40. Second, The EET fully avoids making the mental naturally or nomologically supervenient on the physical, aka non-reductive physicalism.

Reductive physicalism entails epiphenomenalism, hence it robs the mental of all its efficacious causal power.

It’s no solution to say that, from a non-reductive physicalist point of view, the mental can still have causal relevance: the mental has got to have efficacious causal powers, not merely an important informational bearing on causal processes.

41. Third, The EET fully avoids reducing the physical to the mental, aka subjective idealism.

Subjective idealism makes nature’s existence radically dependent on the existence of individual minds.

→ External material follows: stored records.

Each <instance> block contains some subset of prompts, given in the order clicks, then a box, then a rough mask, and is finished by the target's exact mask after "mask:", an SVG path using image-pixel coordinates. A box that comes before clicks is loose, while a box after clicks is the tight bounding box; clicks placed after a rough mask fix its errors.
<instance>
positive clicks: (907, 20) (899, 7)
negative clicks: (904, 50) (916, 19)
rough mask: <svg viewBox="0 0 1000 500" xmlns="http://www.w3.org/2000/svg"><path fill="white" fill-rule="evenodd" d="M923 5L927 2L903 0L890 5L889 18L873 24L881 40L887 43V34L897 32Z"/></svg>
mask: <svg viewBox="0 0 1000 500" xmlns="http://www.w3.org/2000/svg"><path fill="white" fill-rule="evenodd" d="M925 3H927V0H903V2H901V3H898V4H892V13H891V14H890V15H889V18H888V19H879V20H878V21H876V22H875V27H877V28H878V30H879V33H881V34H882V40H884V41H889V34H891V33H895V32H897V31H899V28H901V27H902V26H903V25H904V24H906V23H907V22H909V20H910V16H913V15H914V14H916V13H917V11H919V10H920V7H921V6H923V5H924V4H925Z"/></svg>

It’s not only highly implausible, but also downright bordering on bonkers, to hold that physical nature came into existence only after there were any minded animals.

For, since animals are parts of physical nature, it would follow that animals came into existence only after there were minded animals. Huh?

And it’s equally highly implausible, again downright bordering on bonkers, that if all individual minds were to perish, physical nature would go out of existence too.

For in that case, since all animals die, and in most cases after animals die, their corpses continue to exist for a while, it would follow that necessarily, the last minded animal would have no corpse. Huh?

42. Fourth, The EET fully avoids making the mental and the physical either essentially or even logically independent of one another, aka substance dualism or property dualism.

Any form of dualism makes it impossible to explain how the mental and the physical causally interact without appealing to some sort of metaphysical mystery: for example, Descartes’s God, Leibniz’s divine pre-established harmony, an ectoplasmic medium, etc. etc.

43. Fifth, The EET fully avoids over-restricting mentality to the brain, aka the brain-bounded mind.

44. Sixth, The EET fully avoids over-extending the mental beyond the living animal body, aka the extended mind.

45. Seventh, The EET provides adequate metaphysical foundations for a robust metaphysics of free will and personhood, [2] a robust non-consequentialist ethics[3] and a radically enlightened politics.[4]

46. Eighth, and perhaps most importantly, building on the sixth and seventh points, The EET is an approach to the mind-body problem, including the problem of mental causation, that is perfectly scaled to the nature, scope, and limits of our “human, all too human” existence in a thoroughly nonideal natural and social world.

Brain-boundedness falls short of the human condition: it makes us much less than we manifestly are.

(To put it expletively: I’m not nothing but my fucking brain, as causally important as it obviously is.)

The extended mind exceeds the human condition: it makes us more than we manifestly are.

(Again expletively: I’m not also my fucking smart phone or any other piece(s) of extra-bodily technology, as causally and/or culturally important as they obviously are.)

Only the essential embodiment of the mind adequately captures and reflects the human condition: it tells us exactly what we manifestly are.

For I just am my minded animal body and its “human, all too human” life, for better or worse.

47. In short, The Essential Embodiment Theory answers perfectly to Socrates’s classical thesis that the ultimate aim of philosophy is to “know thyself.”

So, When Merleau-Ponty Met The Whiteheadian Kripke Monster, a good time was had by all.

NOTES

[1] R. Hanna and M. Maiese, Embodied Minds in Action (Oxford: Oxford Univ. Press, 2009).

[2] See, e.g., R. Hanna, The Rational Human Condition 3, Deep Freedom and Real Persons: A Study in Metaphysics (Academia.edu, 2018).

[3] See, e.g., R. Hanna, The Rational Human Condition 4, Kantian Ethics and Human Existence: A Study in Moral Philosophy (Academia.edu, 2018).

[4] See, e.g., R.Hanna The Rational Human Condition 5, Kant, Agnosticism, and Anarchism (Academia.edu, 2018).